In China, employees are entitled by law to overtime pay (“OT pay”) and paid annual leave (“annual leave”). Employers may also stipulate their own OT and annual leave policies, as long as those policies are no less favorable than those required by law. But following local regulation is not the end of the story. In this alert, we provide some tips on tricky issues and local differences with respect to OT pay and annual leave entitlement.
1. Basis of OT Pay
In Shanghai, the basis for calculating OT pay is the employee’s standard salary as provided in the labor contract or the collective labor contract (whichever is higher). If there is no agreed base salary for the employee, OT pay is based on an assumed salary of seventy percent of his or her total remuneration (both base pay and extra subsidies or allowances) during a full-attendance month.In Beijing, the calculation basis of OT pay is the employee’s salary provided in his or her labor contract. If the contract does not provide for an agreed salary, the next step is to apply any OT pay calculation basis agreed in the collective labor contract covering that employee where neither a contract or collective agreement deal with the point, the employee’s OT pay is calculated based on his or her full remuneration (again, both base pay and extra subsidies or allowances) during a full-attendance month.

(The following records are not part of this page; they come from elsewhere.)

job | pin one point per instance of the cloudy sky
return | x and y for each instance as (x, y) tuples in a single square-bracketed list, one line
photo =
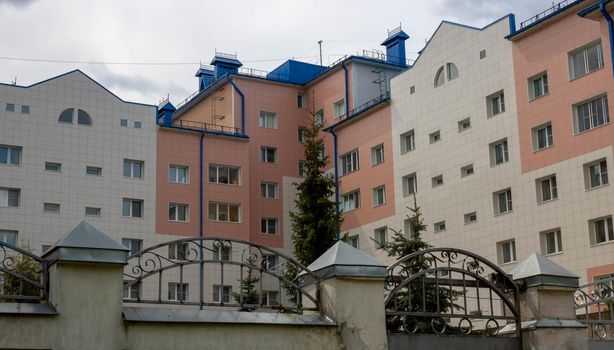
[(146, 49)]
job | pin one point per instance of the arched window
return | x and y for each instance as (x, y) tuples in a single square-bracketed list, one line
[(439, 77), (66, 116), (83, 118)]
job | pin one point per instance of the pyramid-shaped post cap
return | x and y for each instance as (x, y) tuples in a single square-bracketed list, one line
[(86, 243), (537, 270), (343, 260)]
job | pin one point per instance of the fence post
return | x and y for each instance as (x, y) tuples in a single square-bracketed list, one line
[(546, 305), (352, 293)]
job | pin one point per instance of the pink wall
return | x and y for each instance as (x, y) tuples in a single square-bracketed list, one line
[(547, 49)]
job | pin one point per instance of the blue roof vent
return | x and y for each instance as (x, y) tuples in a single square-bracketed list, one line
[(395, 47)]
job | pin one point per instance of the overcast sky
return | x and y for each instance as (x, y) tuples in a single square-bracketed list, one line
[(185, 32)]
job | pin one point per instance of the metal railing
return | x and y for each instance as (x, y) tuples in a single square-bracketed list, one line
[(220, 272), (594, 304), (449, 291), (23, 276)]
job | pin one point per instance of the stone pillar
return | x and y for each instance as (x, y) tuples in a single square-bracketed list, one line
[(547, 307), (352, 293)]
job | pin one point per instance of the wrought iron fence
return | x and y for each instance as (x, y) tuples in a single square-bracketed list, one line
[(450, 291), (23, 275), (220, 272), (595, 307)]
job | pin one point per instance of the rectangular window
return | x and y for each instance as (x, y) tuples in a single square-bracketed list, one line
[(506, 251), (591, 114), (269, 226), (268, 154), (9, 197), (224, 174), (177, 212), (10, 155), (268, 120), (93, 171), (133, 168), (179, 174), (585, 60), (503, 201), (224, 212), (135, 245), (542, 136), (408, 141), (379, 196), (498, 152), (349, 162), (410, 184), (268, 190), (178, 291), (350, 201), (377, 154), (132, 208), (53, 167)]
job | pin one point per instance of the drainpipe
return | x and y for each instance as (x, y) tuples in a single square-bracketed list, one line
[(608, 18)]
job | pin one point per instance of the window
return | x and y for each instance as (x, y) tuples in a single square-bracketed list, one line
[(591, 114), (224, 174), (538, 86), (51, 208), (408, 141), (135, 245), (268, 226), (268, 154), (339, 108), (503, 201), (464, 124), (83, 118), (55, 167), (439, 226), (498, 152), (379, 196), (350, 201), (467, 170), (596, 174), (435, 137), (268, 120), (377, 154), (9, 237), (10, 155), (178, 291), (93, 171), (349, 162), (495, 104), (551, 241), (542, 136), (410, 184), (132, 208), (177, 212), (585, 60), (179, 174), (133, 169), (470, 217), (91, 211), (506, 252), (224, 212), (9, 197), (546, 188), (222, 293), (601, 230), (66, 116), (268, 190), (381, 235)]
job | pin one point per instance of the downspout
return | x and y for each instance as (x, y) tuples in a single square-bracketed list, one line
[(608, 18)]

2. Definition of “Continued Service”
By law, an employee is entitled to statutory annual leave (also known as “paid time off”) if he or she has one year or more of seniority. The labor authority has interpreted “continued service” to include years of service with former employers, not just with the employee’s current employer. This means that even an employee in their first year of employment with their employer is entitled to statutory annual leave, if totaling up service with both the current and former employers brings them to at least one year. Periods of leave to which an employee is legally entitled count towards the continued service period.Today many Chinese employers provide their employees with additional annual leave, beyond the legal minimum, basing the amount of additional leave on the employees’ years of service with the current employer only. Typically Chinese employers would count the employee’s entire period of service with them, including previous service where the employee resigned and rejoined the employer after a period of time. Employers have discretion on how to define service years for extra annual leave provided it goes beyond what is statutorily required.
3. Local variations
The above practice tips are summarized based on current legislation and court opinion in Shanghai and Beijing only. In China, different provinces and cities may have their own local rules when it comes to overtime and annual leave entitlements, including as to whether these rules extend to foreign nationals. Employers who have personnel based in multiple regions should ensure their internal policies are in compliance with all applicable local rules.